Polisi Tunisia menembakkan gas air mata pada Jumat (18 November) untuk membubarkan pengunjuk rasa di kota Zarzis yang berusaha mencapai pulau Djerba, tempat para pemimpin negara berbahasa Prancis akan mengadakan pertemuan puncak akhir pekan ini, kata saksi mata.

Protes telah mengguncang Zarzis, yang terhubung ke Djerba melalui jembatan panjang, selama berminggu-minggu atas tanggapan negara Tunisia terhadap kematian penduduk lokal di kapal karam migran.

Presiden Tunisia Kais Saied akan menyambut Presiden Prancis Emmanuel Macron dan para pemimpin lainnya di Djerba pada Sabtu dan Minggu (19 dan 20 November) setelah menteri luar negeri mereka bertemu di pulau itu pada Jumat malam dalam acara pameran kelompok Francophonie.

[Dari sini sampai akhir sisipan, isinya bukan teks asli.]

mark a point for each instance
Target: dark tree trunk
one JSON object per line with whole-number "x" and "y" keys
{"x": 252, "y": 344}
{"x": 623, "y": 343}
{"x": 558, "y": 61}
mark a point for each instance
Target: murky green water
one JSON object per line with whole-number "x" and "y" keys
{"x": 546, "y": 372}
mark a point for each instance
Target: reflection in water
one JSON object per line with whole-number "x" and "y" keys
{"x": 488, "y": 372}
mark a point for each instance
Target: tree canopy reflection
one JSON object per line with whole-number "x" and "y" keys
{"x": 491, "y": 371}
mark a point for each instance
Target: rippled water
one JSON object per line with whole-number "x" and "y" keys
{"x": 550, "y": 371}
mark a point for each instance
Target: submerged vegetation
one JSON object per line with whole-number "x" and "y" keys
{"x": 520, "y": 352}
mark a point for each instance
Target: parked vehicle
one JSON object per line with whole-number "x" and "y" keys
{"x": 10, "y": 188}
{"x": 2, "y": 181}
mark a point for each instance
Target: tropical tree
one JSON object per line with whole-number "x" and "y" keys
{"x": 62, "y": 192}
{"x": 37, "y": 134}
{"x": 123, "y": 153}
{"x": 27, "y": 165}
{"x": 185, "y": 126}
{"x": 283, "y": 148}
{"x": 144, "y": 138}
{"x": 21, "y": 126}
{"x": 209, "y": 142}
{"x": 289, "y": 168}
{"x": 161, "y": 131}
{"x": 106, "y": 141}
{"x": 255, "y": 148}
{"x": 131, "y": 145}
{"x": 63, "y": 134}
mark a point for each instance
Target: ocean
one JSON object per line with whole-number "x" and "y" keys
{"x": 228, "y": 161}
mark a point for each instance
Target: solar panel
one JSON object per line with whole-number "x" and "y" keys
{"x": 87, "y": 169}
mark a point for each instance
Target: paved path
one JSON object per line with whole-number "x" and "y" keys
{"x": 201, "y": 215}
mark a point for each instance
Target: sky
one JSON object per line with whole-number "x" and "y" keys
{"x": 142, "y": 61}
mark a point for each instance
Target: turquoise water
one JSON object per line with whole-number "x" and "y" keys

Orang-orang mulai memprotes di Zarzis atas apa yang mereka lihat sebagai pendekatan pemerintah yang meremehkan bencana termasuk kegagalan awal untuk mengirim perahu keluar untuk mencari mayat dan kegagalan untuk mengidentifikasi mayat yang ditemukan sebelum dimakamkan.

Seorang juru bicara Kementerian Dalam Negeri Tunisia mengatakan tidak memiliki rincian atau komentar langsung tentang protes hari Jumat atau tanggapan polisi terhadapnya.